Currently, there are no consensus agreements on the mode of oxygenation, transtracheal or subglottic catheter or cricothyroid cannula nor the mode of ventilation high or low frequency ventilation and the various pressure and time settings. As such, the aim of this article is to give an overview of the current evidence and uses of jet ventilation in maxillofacial and laryngotracheal anaesthesia from the available literature and guidance. We present this article in accordance with the Narrative Review reporting checklist (available at https://joma.amegroups.com/article/view/10.21037/joma-23-24/rc).
Methods
A literature search was conducted, and key published articles were identified using Embase, Ovid, PubMed and Google Scholar published in English up until July 2023. Papers not published in English, those with non-human subjects, paediatric patients (aged <18 years) and front-of-neck access in Intensive Care Units and pre-hospital were excluded. Published titles and abstracts were reviewed and those deemed clinically relevant were included (Table 1). This narrative review did not include a full critical appraisal of the literature.
Table 1
Items | Specification |
---|---|
Date of search | 9/7/2023 |
Databases used | PubMed, Google Scholar, Ovid, Embase |
Search terms | Jet ventilation, maxillofacial, high-frequency jet ventilation, high- frequency oscillation, low frequency jet ventilation, Tubeless anaesthesia, Jet ventilation complications, Jet ventilation maxillofacial, jet ventilation cricothyroidotomy |
Timeframe | Prior to 9/7/2023 |
Inclusion and exclusion criteria | Inclusion: English language reviews, editorials, correspondence, trials, and case reports related to jet ventilation in adults |
Exclusion: non-English language reviews, paediatric patient populations, ICU jet ventilation | |
Selection process | First author O.D. independently reviewed the titles and abstracts based on the inclusion criteria |
ICU, intensive care unit.
Indications, advantages and disadvantages of jet ventilation
Jet ventilation can be used electively in the airway management of maxillofacial and laryngotracheal surgery. It can also be used in the emergency setting in a ‘Can’t intubate, Can’t oxygenate’ (CICO) airway scenario via a cricothyroid or transtracheal cannula. The high-flow oscillating component of jet ventilation is used in neonatal and paediatric critical care as a rescue ventilatory strategy in respiratory distress though it is normally administered in normal bore endotracheal tubes (ETTs). Further discussion on paediatric populations is beyond the scope of this review.
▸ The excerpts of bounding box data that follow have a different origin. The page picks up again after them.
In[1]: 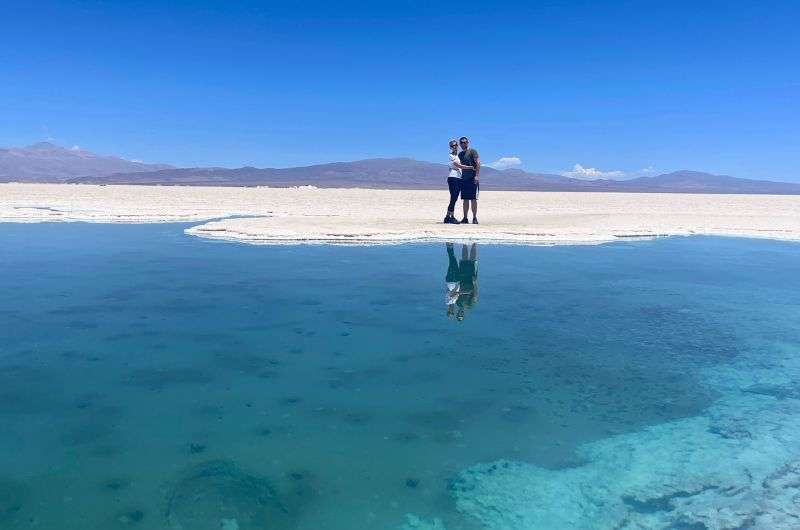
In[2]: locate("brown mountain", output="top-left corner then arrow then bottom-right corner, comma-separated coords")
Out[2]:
0,142 -> 172,182
70,158 -> 800,195
0,142 -> 800,195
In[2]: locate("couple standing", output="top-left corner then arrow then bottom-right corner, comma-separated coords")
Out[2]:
444,136 -> 481,225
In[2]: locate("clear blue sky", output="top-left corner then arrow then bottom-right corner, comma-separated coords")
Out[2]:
0,0 -> 800,181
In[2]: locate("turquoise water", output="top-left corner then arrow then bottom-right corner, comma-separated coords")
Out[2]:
0,224 -> 800,530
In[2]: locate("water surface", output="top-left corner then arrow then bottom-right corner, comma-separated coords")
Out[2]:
0,224 -> 800,530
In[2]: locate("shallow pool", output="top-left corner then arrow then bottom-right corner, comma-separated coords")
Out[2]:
0,224 -> 800,530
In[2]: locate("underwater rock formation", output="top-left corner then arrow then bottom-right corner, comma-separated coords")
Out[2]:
400,513 -> 447,530
166,460 -> 292,530
450,340 -> 800,530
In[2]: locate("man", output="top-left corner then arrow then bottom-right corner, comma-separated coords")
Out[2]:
458,136 -> 481,225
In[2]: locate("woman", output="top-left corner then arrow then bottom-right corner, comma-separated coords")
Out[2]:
444,139 -> 475,224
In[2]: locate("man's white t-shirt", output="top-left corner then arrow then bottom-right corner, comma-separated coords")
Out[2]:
447,153 -> 461,179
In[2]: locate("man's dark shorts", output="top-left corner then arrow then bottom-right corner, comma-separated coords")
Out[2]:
461,178 -> 480,201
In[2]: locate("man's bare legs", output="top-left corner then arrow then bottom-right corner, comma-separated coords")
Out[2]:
461,199 -> 478,223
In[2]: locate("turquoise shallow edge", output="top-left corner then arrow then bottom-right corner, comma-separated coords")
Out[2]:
452,336 -> 800,530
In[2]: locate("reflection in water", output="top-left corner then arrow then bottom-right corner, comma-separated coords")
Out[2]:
445,243 -> 478,321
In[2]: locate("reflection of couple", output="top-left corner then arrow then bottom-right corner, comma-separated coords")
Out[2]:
445,243 -> 478,320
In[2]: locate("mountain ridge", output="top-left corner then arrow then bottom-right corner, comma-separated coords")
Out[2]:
0,142 -> 172,182
0,142 -> 800,195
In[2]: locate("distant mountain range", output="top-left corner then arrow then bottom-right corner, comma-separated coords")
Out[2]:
0,142 -> 172,182
0,142 -> 800,195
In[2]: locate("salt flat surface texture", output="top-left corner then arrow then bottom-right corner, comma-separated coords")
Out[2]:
0,184 -> 800,244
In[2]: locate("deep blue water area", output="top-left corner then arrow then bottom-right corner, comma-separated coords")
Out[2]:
0,224 -> 800,530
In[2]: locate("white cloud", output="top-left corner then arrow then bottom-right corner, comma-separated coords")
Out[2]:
485,156 -> 522,171
561,164 -> 625,180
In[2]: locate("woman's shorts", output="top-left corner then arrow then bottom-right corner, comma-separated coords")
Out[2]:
447,177 -> 461,199
461,179 -> 480,201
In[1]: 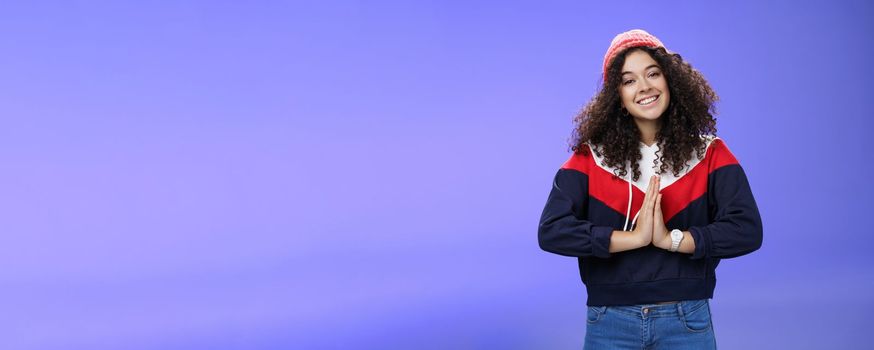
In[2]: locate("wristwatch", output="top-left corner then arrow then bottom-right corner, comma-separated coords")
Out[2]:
670,229 -> 683,252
In the elective setting commonly encountered operations that benefit from a jet ventilation airway approach are: microlaryngoscopy procedures, laser airway ablations, tracheal dilatations, vocal cord surgery and cervicofacial cancer pan endoscopies. Emergency use of jet ventilation is more commonly encountered during maxillofacial surgery in cases such as severe trismus, infection or trauma requiring transtracheal ventilation.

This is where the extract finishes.